2 前項の質問をする場合は、少年等の心情を考慮し、十分な理解をもって当たらなくてはならない。

3 少年等は、現場見分の立会人としてはならない。ただし、年齢、心情その他の事情により支障がないと認められるときは、この限りでない。

(質問調書)

第18条 前2条の規定による質問により知り得た事項で火災原因の判定に必要なものについては、質問調書(様式第4号)に録取しなければならない。

2 前項の規定により作成した質問調書は、被質問者に閲覧させ、又は読み聞かせ、当該被質問者が記載事項に誤りのないことを認めたときは、当該質問調書に署名を求めるものとする。

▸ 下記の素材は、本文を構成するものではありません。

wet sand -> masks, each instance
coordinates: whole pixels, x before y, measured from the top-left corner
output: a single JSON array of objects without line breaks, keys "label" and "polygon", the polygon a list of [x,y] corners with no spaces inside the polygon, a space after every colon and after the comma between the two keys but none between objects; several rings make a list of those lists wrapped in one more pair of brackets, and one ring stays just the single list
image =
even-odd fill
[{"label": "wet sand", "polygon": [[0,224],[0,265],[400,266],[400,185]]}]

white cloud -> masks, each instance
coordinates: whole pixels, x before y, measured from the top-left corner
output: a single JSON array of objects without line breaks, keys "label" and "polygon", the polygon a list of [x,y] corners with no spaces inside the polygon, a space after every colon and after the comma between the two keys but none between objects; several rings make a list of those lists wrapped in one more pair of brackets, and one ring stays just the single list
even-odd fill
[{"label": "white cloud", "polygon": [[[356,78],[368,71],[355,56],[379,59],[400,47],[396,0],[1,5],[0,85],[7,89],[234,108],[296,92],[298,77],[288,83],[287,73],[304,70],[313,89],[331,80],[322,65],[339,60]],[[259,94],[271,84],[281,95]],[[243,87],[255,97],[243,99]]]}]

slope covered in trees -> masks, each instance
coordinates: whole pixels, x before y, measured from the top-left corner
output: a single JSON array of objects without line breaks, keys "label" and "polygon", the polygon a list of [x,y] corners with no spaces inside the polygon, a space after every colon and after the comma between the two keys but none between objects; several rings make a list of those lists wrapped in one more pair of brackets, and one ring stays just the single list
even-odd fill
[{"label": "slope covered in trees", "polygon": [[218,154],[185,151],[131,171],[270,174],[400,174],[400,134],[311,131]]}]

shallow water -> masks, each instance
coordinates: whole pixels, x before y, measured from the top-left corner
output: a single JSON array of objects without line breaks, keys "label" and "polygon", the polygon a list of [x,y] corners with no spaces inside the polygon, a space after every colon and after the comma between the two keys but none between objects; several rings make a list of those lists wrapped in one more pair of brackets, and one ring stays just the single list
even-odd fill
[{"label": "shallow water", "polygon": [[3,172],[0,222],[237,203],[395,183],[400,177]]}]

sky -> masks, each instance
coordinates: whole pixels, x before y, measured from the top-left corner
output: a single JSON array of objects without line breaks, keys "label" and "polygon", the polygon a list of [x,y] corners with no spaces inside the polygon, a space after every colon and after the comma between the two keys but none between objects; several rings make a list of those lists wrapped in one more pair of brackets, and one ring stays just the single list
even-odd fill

3 調査員は、前項の被質問者が署名を拒否したときは、その旨を当該質問調書に記載しておかなければならない。

(図面)

第19条 調査員は、実況見分及び関係者等に対する質問により知り得た事実を基礎として、火災現場付近見取図(様式第5号)、平面図(様式第6号)及び復元図(様式第7号)を作成しなければならない。ただし、第34条第2項ただし書により省略することができるものについては、この限りでない。

(資料の提出)

第20条 消防長等は、調査のために必要と認めた資料は関係者等に対して任意の提出を求めるものとする。

2 前項の規定により難いときは、法第32条第1項及び第34条第1項の規定により資料の提出を命ずるものとする。この場合において、命令は、資料提出命令書(様式第8号)を交付して行うものとする。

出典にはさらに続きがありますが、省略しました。